L’accession des montagnes s’avéra plus difficile que je ne l’avais prévue. Premièrement, parce que chaque fois que j’asseyais de grimper en pensant avoir mis la main sur une prise sûr, celle-ci s’effondrait. Deuxièmement, l’espèce de petit singe n’arrivait pas à me suivre. Étant trop petit pour pouvoir sauter sur les gros rochers, je devais redescendre le chercher pour le poser sur le niveau suivant. Si je le laissais en bas, il se mettait à criez sans cesse me cassant les oreilles. Je décidai, finalement, de le mettre sur mes épaules pour qu’il arrête de me ralentir. J’aurais pu l’abandonner, mais dans ce cas je me retrouverais encore seule. Ce petit était la seule chose qui remplissait la solitude qui régnait dans ces montagnes.

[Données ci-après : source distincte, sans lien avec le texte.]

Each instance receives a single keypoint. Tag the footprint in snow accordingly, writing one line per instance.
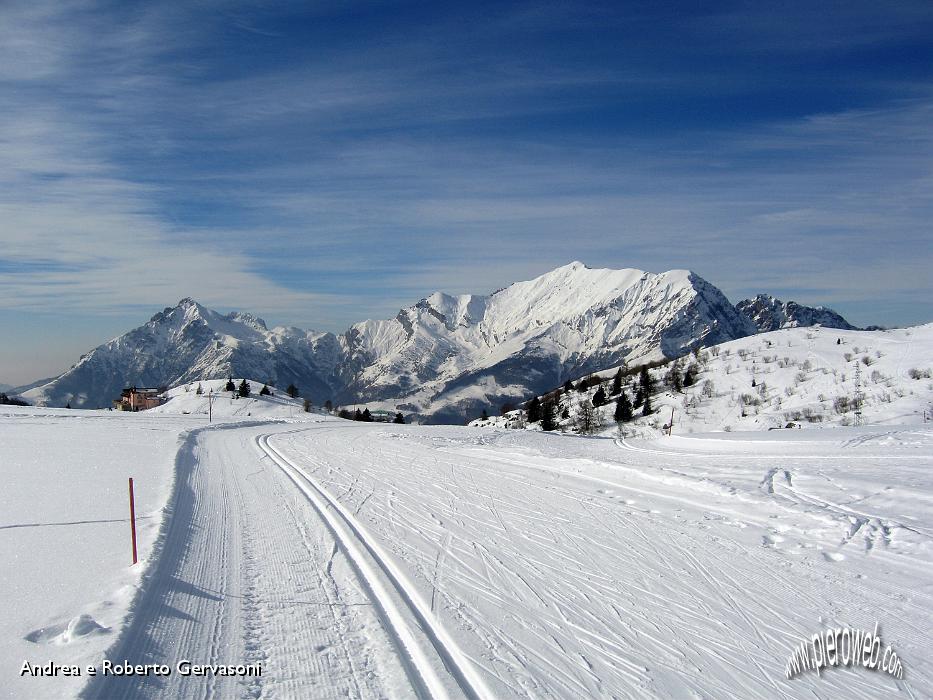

Vers l’heure du dîner, après avoir manger encore un peu de rope, je me remis en route. J’étais heureuse d’avoir quitté le désert, mais je trouvais qu’escalader ces hauteurs était beaucoup plus ardus que de marcher au soleil.

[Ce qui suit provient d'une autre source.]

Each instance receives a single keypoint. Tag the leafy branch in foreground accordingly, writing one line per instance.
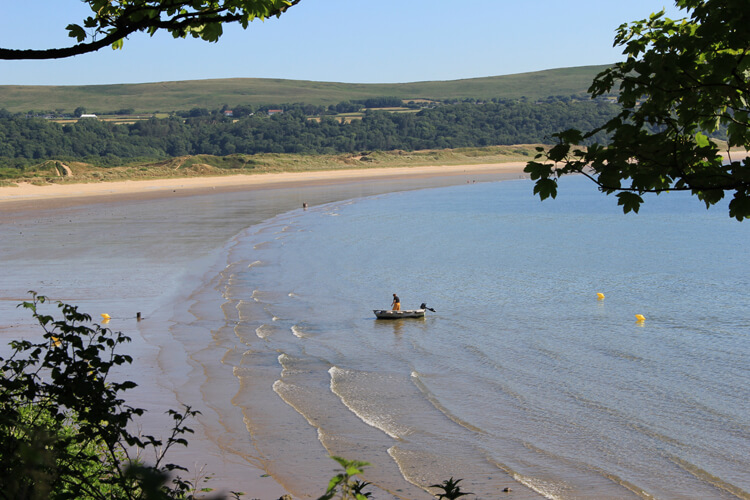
(451, 489)
(683, 80)
(114, 20)
(64, 426)
(344, 483)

Somme toute, j’arrivai au sommet des montagnes au milieu de l’après-midi. Quelle ne fut pas ma surprise en voyant le décor qui s’offrait à mes yeux. Moi qui étais habituée au étendu de sable et aux quelques oasis, j’avais devant moi un environnement totalement nouveau mais aussi merveilleux. Je voyais, au loin, une rivière qui séparait deux étendu de verdure l’une plus florissante que l’autre. Le côté sur le quel je me trouvais, se composait principalement de roches et de quelques herbes qui avaient réussi a pousser; c’étais la fin des montagnes. De l’autre bord de la rivière, je pouvais distinguée un petit boisé comportant que des feuillus. Très loin, après la forêt et une grande étendu de hautes herbes, j’avais l’impression d’apercevoir Ellurie. À la hauteur où je me trouvais il était difficile de dire si c’était bien elle mais d’après les indications des gérudos que j’avais entendu parler, cela lui ressemblait. Je voyais surtout de grandes constructions, ce qui me prouvait que ce n’était pas un petit village. La seule façon de le savoir était d’y aller. Le chemin était assez simple à retenir, tout ce que je devais faire était d’aller en ligne droite. Il ne me restait donc qu’à redescendre de l’autre flanc des montagnes.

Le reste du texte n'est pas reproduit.